The introduction of capitalism also meant the destruction of the welfare state. The health service has been decimated due to chronic underfunding of state hospitals and the chaos caused by the introduction of the internal market. Benefits and pensions have also been slashed. However, only a minority of the unemployed are entitled to benefits anyway.

Employment in mining has been reduced from 450,000 to 142,000. In Walbrzych, a mining town in the south of Poland, unemployment runs at over 50%. In conditions reminiscent of the nineteenth rather than the 21st century, unemployed miners and youth are forced through poverty to risk their lives working illegal mining shafts, tens of metres underground using makeshift props to secure the tunnels. Every few months a tunnel collapses, killing or seriously injuring workers.

“At least in the Polish People’s Republic we didn’t starve. We had work and a roof over our heads” is an opinion that you often hear when talking to workers. No surprise then that last year, Edward Gierek, the former leader of the Polish United Workers Party (the “Communist” party) in the 1970s, topped a poll to find the greatest Polish statesman, beating the legendary leader of Solidarity, Lech Walesa. In another poll, a majority of Poles felt that life was better in the 1970s.

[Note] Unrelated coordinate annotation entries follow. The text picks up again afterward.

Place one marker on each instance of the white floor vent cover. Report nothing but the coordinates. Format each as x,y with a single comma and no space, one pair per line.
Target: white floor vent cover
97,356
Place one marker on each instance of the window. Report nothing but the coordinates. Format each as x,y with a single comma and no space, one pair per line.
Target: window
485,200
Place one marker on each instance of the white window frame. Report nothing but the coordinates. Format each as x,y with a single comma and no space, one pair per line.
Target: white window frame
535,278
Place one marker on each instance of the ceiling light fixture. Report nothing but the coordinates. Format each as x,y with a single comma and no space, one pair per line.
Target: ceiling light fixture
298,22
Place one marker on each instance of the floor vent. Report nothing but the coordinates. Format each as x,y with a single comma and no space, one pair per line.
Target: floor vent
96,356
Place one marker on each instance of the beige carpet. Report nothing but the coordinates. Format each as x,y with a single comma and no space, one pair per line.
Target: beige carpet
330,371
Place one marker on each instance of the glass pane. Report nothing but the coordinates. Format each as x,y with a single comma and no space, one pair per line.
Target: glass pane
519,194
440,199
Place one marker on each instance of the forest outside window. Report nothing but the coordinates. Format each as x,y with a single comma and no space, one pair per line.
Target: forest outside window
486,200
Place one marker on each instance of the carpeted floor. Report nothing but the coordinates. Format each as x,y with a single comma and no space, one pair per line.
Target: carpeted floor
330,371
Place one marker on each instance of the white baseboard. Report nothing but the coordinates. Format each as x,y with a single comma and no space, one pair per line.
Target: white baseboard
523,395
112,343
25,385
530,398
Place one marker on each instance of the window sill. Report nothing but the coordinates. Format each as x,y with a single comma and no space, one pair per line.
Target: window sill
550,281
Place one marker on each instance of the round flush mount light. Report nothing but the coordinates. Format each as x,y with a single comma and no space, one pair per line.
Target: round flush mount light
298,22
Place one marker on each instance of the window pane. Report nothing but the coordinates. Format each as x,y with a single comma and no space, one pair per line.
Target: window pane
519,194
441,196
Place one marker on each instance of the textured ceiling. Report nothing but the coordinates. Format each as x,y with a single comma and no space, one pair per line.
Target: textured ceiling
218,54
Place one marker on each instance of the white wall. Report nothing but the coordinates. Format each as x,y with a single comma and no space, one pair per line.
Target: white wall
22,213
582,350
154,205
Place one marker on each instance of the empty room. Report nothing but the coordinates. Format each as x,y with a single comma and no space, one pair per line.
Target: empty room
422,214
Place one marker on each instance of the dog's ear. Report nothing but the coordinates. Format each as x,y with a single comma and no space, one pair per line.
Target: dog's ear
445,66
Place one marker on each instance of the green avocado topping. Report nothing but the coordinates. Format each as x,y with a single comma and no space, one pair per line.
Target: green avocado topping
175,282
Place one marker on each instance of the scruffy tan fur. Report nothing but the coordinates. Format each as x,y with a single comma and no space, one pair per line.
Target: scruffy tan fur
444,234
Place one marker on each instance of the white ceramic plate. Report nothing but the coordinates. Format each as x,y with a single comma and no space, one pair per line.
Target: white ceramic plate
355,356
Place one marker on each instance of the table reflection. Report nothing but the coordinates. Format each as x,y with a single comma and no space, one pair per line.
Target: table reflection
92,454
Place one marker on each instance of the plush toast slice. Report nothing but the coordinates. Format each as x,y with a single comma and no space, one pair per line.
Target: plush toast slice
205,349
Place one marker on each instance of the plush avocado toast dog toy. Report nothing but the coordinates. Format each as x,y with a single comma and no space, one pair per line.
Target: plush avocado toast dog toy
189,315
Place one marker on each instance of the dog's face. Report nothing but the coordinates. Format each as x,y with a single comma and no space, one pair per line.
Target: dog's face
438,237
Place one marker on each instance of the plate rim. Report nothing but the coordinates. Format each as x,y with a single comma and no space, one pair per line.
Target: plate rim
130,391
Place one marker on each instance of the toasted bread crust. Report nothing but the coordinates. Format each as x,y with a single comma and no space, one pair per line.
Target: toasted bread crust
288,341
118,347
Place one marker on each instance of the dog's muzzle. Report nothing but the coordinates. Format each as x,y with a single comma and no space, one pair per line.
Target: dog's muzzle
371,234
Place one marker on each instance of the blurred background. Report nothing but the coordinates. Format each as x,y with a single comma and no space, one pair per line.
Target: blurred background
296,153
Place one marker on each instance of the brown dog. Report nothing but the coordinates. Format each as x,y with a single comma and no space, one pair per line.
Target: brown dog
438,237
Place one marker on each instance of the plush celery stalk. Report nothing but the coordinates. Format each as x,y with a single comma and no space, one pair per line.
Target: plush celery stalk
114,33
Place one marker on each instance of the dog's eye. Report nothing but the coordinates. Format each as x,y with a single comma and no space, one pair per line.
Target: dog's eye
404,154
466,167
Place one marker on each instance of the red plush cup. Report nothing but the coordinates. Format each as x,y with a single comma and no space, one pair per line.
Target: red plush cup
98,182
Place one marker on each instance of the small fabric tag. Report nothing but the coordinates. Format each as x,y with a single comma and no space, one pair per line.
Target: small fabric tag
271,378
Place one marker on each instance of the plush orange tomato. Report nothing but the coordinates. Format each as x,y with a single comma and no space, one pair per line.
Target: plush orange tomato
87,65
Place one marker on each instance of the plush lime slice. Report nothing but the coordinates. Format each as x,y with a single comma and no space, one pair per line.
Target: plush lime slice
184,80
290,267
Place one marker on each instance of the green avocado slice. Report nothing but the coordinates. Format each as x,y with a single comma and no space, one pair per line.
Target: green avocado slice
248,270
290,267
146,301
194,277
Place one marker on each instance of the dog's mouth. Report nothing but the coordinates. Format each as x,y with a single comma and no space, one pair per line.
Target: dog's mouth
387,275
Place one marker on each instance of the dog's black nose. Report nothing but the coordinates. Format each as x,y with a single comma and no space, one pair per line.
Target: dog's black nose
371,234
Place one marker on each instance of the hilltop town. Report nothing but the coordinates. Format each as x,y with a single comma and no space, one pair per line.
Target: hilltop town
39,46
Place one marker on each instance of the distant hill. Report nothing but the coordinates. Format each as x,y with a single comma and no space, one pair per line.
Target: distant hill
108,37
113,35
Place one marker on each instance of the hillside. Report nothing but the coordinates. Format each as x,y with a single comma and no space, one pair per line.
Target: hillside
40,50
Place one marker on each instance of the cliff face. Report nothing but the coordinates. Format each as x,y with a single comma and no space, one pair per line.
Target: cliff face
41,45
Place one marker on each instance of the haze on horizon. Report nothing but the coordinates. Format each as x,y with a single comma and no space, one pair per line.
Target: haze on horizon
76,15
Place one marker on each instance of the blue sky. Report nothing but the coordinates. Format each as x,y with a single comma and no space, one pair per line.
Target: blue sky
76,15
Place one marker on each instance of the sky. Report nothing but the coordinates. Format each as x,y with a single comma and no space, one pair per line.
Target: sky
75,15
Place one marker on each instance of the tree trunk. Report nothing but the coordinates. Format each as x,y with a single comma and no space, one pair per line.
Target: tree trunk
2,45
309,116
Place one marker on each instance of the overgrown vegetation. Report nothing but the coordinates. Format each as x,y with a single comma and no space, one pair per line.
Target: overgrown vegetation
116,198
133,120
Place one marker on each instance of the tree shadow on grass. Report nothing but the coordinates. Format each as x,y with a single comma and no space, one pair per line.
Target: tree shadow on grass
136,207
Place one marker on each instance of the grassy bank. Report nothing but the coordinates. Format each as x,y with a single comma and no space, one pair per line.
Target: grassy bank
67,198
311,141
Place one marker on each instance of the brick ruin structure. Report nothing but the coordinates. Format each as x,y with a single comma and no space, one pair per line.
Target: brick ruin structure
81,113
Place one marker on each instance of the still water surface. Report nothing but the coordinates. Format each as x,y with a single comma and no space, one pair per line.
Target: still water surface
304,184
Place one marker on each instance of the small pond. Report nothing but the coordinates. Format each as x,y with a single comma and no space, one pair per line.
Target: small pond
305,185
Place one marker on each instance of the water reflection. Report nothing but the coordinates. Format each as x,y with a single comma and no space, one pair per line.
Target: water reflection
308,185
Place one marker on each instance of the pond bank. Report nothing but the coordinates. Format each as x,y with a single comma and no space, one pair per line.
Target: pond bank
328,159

However, the solution for Polish workers is not a return to bureaucratic mismanagement of the economy, which is what existed in the Polish People’s Republic. Instead, what is needed is a planned, nationalised economy under democratic workers’ control and management. Then the economy can be organised to meet the needs of ordinary working people instead of making profits for the small business elite and the international corporations.